A few words on reading between the digital lines
Reading is born again, having risen from the ashes of books to become principally a screen activity.
This should be cause for celebration and to my mind it would be understandable if educators and legislators held hands, sang hallelujah and danced round in circles.
If the opposite was true and reading was in terminal decline, a state that has oft been described and predicted, they would be wringing their hands and warning of the end of civilization: "The end of the word is nigh!"
Flat-Earthers warned from the 1970s and '80s that TV was addictive and would make people stupid because they would rather watch the tube than read literature or history - and images rather than words would be the language of the future.
This Flat-Earth attitude returned, like waves to the shore, when computer gaming became popular and txtng became a shrthnd method of communicating.
"How terrible," they would say, and trot out the unchallenged benefits of reading, while adding phones would make spelling obsolete.
For instance, in 2008, The Dumbest Generation was published, calling America's youth stupid because they spend their time social networking, wrapping themselves in a "generational cocoon filled with puerile banter and coarse images".
At the same time, educators and legislators in the United States were getting all self-righteous when a National Endowment for the Arts study cooked up a mishmash of figures that appeared to sound the death knell for literary culture.
Subtitled "To Read or Not to Read" (letting us all know where they were coming from), it suggested adults read fewer books and kids do less "non-required" reading.
The thing with these kinds of studies, which claim objectivity, is they frame the debate in their favor, quoting the decline of paper book sales, but not the uptick in e-book sales.

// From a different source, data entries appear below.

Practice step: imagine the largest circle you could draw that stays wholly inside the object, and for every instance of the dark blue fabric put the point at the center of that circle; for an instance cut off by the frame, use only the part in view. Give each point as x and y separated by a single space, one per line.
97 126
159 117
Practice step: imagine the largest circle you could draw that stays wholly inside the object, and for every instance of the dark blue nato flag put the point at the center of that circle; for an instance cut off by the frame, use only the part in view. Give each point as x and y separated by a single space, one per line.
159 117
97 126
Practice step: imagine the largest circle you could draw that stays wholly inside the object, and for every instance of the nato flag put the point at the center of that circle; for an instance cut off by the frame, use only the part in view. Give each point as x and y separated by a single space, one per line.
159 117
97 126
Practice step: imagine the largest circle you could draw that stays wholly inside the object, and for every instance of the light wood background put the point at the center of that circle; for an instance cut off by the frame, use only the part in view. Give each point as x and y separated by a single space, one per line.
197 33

They log the time we spend with a book before turning out the light and going to sleep, rather than monitoring the amount of reading we do online all day, every day. They also preset the idea of what kind of reading has value - think 16th century plays, rather than what X thinks about Y on Sina Weibo. I'm not convinced.

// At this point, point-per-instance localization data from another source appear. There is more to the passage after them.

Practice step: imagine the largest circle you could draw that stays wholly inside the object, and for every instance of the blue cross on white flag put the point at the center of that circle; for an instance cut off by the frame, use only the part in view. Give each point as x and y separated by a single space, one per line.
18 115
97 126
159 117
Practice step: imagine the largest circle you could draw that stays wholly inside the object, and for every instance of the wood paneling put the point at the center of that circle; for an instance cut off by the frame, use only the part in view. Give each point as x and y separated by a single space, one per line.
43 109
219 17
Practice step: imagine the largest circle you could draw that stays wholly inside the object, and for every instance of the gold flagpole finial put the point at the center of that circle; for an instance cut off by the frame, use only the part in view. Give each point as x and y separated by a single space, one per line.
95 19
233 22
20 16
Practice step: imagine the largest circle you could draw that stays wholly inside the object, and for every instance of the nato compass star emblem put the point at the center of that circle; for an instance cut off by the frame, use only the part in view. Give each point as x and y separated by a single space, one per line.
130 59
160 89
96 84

I am reading more books and a greater variety than ever because I always have a book handy. I downloaded Amazon's top 100 books for 2011 onto my phone and the 2012 list will arrive before I get through them all. I always have my phone, ergo, I always read.
With 3G, 4G, boosted bandwidths and the Internet universe expanding at a rate similar to the universe itself, the miracle of reading at all times, everywhere, has happened.
iPads and Kindles have opened a whole new vista for reading, now that screen brightness, reading in direct sunlight and battery life have been sorted out.
Speaking of screens, some people have tried to come up with new words to describe this migration from paper to screens - like screening, or screading - but, actually, this is unnecessary. When people switched from scratching waxed tablets with styluses to writing on paper with pens, we didn't need a new word. But there was an explosion in writing and reading, and I think the same is happening now.
If there was a line showing the number of words an average person read every year over the past 2,000 years it would veer up and off the graph in the past decade or so, in the information age, where reading is king.
There has never ever been more reading. It's like breathing. We don't even know we're doing it.
So lets celebrate, because you know, in the beginning there was the word and now there are more words than ever.